Desde Drácula 3D, exibido em Cannes em 2012, ele não filma, tendo no currículo pérolas pop do assombro como Tenebre (1982) e Prelúdio Para Matar, pelo qual ganhou o prêmio de melhor direção no Festival de Stiges, na Espanha em 1976. Em outubro, ao ser homenageado no Ca’ Foscari Short Film Festival, em Veneza, ele prometeu voltar aos sets em maio, para filmar o tal Olhos Negros que o coronavírus atrasou, sobre uma jovem que perde a visão e passa a ser perseguida por um monstro. E desenvolve seu seriado paralelamente, tentando entender o que vai sobrar do Velho Mundo após a ressaca pandêmica.
Como a pandemia atropelou sua vida e seus planos em 2020?
Eu fiz 80 anos em meio a um processo histórico pandêmico que nos leva a um desânimo coletivo, que traduziu nossa impotência na forma de lockdowns. Fiquei confinado em casa lendo e vendo filmes, mas tive que lidar com as mudanças de data em Occhiali Neri, que pretendia rodar em abril e terei que jogar para maio de 2021. Há o plano de fazer minha série, Longinus, e levá-la ao streaming, que viceja como um caminho novo. Tenho a sensação de que a minha obra sempre falou de forças que invadem vidas alheias, rompendo uma lógica de sanidade e gerando perigo. De certa forma, foi esse o saldo do coronavírus. Ele invadiu nossas vidas e ele deixou tudo menos são.
Qual é o espaço que o Giallo alcançou no país que fundou o neorrealismo nas telas?
Os grandes cineastas italianos da geração dos anos 1940 e 50 deram ao mundo parábolas políticas. Parábolas que foram um resultado do horror da Segunda Guerra e das barrigas que roncavam famintas diante da tragédia fascista que destruiu o país. O motor neorrealista é a fome. O motor do meu Giallo são os sonhos que tenho. Tem algo de Freud e Jung nas tramas que eu filmo pois eles dois mudaram nossa representação do mundo a partir do inconsciente. Os assassinos dos meus filmes são a metade sombria do nosso inconsciente. Meus monstros são um reflexo dos meus sonhos de criança.
Qual é a metáfora do olhar, do ver, do enxergar em Occhiali Neri?
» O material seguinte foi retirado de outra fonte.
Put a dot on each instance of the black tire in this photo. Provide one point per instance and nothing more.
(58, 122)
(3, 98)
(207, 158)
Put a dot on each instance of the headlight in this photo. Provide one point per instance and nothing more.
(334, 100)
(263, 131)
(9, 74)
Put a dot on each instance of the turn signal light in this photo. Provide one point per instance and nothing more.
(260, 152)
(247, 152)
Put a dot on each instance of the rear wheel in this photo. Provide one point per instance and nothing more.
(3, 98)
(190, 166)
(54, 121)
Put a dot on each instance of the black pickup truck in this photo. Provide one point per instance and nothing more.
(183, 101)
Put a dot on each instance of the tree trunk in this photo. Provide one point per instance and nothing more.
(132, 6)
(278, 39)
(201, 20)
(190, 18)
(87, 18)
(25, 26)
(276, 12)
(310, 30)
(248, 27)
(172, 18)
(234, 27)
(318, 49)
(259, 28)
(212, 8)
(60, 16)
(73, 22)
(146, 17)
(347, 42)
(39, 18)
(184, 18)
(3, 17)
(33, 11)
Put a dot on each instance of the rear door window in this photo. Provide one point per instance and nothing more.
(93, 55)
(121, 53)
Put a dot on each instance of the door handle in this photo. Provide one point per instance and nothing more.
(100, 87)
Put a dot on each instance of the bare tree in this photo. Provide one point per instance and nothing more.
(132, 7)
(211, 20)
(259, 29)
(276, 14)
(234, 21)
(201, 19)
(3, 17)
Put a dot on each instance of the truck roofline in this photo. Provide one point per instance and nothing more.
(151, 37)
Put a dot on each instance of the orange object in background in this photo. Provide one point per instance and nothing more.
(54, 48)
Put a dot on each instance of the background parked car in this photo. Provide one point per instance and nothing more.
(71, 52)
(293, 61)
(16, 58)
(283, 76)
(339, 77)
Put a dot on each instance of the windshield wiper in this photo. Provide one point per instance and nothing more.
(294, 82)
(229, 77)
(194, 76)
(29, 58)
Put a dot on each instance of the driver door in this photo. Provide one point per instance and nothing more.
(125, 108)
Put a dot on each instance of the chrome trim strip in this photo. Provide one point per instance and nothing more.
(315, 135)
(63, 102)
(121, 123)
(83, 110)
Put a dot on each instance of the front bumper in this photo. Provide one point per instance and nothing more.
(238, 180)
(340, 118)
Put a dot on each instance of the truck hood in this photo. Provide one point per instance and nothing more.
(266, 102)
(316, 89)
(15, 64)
Eu tenho como protagonista uma mulher que acaba de perder a visão e passa a ser perseguida por alguém que não consegue ver. Eu sempre investi na força do feminino em minhas histórias. Sempre investi em mulheres fortes. Em 1968, escrevi o roteiro de Era Uma Vez No Oeste, com Bernardo Bertolucci, porque seu diretor, Sergio Leone, um mestre do western, dizia não saber representar figuras femininas aguerridas. O que me interessa, a partir da perseverança das minhas personagens, é entender as forças que desestabilizam as pessoas.
O senhor criticou publicamente o remake de Suspiria, lançado por Luca Guadgnino há dois anos, alegando que o filme dele não assusta. Mas o que assusta um mestre do medo?
Na vida: a sensação de desânimo, que foi o efeito simbólico mais destrutivo da covid-19, fora as mortes que ele causou. Na arte: os clássicos do expressionismo alemão e os filmes de Val Lewton (produtor de ‘Sangue de Pantera’) dos anos 1940. Hoje, eu vejo Guillermo Del Toro (diretor de ‘A Forma da Água’) trazer algo de muito particular para o terror. Ele consegue levar poesia a um gênero que trabalha com as trevas.
Aos 80 anos, o senhor consegue já entender o legado que vem construindo?
Tenho um oceano de emoções dentro de mim. Escrevo e filmo sem pensar muito no que as ondas desse mar representam. Só depois do filme pronto eu mergulho nessas águas. Os mergulhos me revelam uma tentativa de escavar as profundezas da condição humana, no que ela tem de mais sombrio.
As informações são do jornal O Estado de S. Paulo.